Answer : DCFL
Case 1 : If the Question has No Typo and is to be answered for what it is given.
i.e. $L_1 = \left \{ a^nb^k|n \neq k; n,k \geq 0 \right \}$ Which is DCFL.
and $L_2 = \left \{ xyx^R| x,y \in \left \{ 0,1 \right \}^+, \,\,\,and\,\,\, w^R \,\,\,stands\,\,\, for \,\,\,reversal\,\,\, of\,\,\, string\,\,\, w. \right \}$ Which is Regular and the Regular expression is $0(0+1)^+0 + 1(0+1)^+1.$
$L = \left \{ x^R| x \in L_1\,\,\, but\,\,\, not\,\,\, in\,\,\, L_2 ; and\,\,\, w^R \,\,\,stands\,\,\, for \,\,\,reversal\,\,\, of\,\,\, string\,\,\, w.\right \}$
Since $L_1, L_2 $ are defined over different Alphabets, there is No common string between them and so Set $L$ is nothing but Reversal of language $L_1.$ So,
$L = L_1^R = \left \{ b^ka^n|n \neq k; n,k \geq 0 \right \}$ , Which is DCFL as we know it.
Case 2 : If the Question has Typo and $L_2$ is defined over the same alphabet as $L_1$ i.e.
$L_1 = \left \{ a^nb^k|n \neq k; n,k \geq 0 \right \}$ Which is DCFL.
and $L_2 = \left \{ xyx^R| x,y \in \left \{ a,b \right \}^+, \,\,\,and\,\,\, w^R \,\,\,stands\,\,\, for \,\,\,reversal\,\,\, of\,\,\, string\,\,\, w. \right \}$ Which is Regular and the Regular expression is $a(a+b)^+a + b(a+b)^+b.$
$L = \left \{ x^R| x \in L_1\,\,\, but\,\,\, not\,\,\, in\,\,\, L_2 ; and\,\,\, w^R \,\,\,stands\,\,\, for \,\,\,reversal\,\,\, of\,\,\, string\,\,\, w.\right \}$
Now, If we look at $L_1,$ we can partition $L_1$ into the following languages : $a^+ , b^+, \left \{ a^nb^k|n \neq k; n,k \geq 1 \right \}$
Now, the Strings that are in $L_1$ But Not in $L_2$ are : $a,aa,b,bb, \left \{ a^nb^k|n \neq k; n,k \geq 1 \right \}$
So, $L$ is nothing but the Set of reversal of these strings i.e.

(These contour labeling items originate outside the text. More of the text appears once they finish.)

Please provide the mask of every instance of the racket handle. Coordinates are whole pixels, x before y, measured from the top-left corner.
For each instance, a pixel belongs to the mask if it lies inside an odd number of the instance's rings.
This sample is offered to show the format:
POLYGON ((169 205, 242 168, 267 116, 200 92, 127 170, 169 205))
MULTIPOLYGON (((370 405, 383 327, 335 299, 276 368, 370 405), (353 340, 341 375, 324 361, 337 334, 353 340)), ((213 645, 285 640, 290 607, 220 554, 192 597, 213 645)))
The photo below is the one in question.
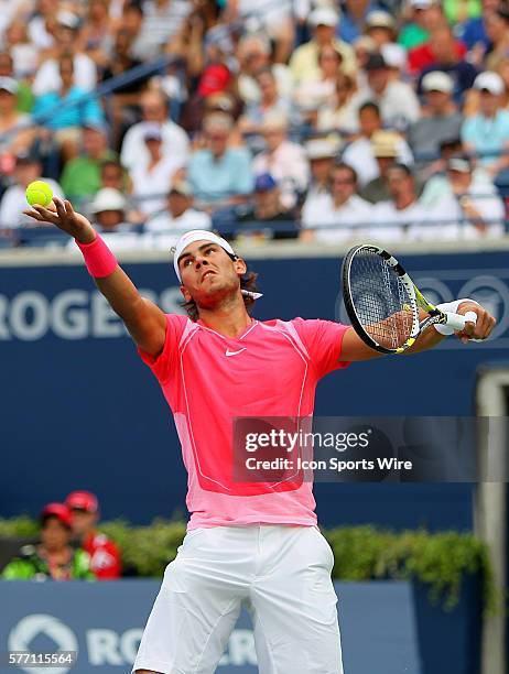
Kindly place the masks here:
POLYGON ((477 323, 477 314, 475 312, 467 312, 464 316, 462 314, 452 314, 450 312, 444 313, 447 316, 447 323, 445 325, 454 330, 463 330, 465 323, 473 323, 474 325, 477 323))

$L = \left \{ a,aa,b,bb \right \} \cup \left \{ b^ka^n|n \neq k; n,k \geq 1 \right \}$.. Which is DCFL as we know it. ($\left \{ b^ka^n|n \neq k; n,k \geq 1 \right \}$ is DCFL and we are adding finite number of strings to it which won't affect its language type.)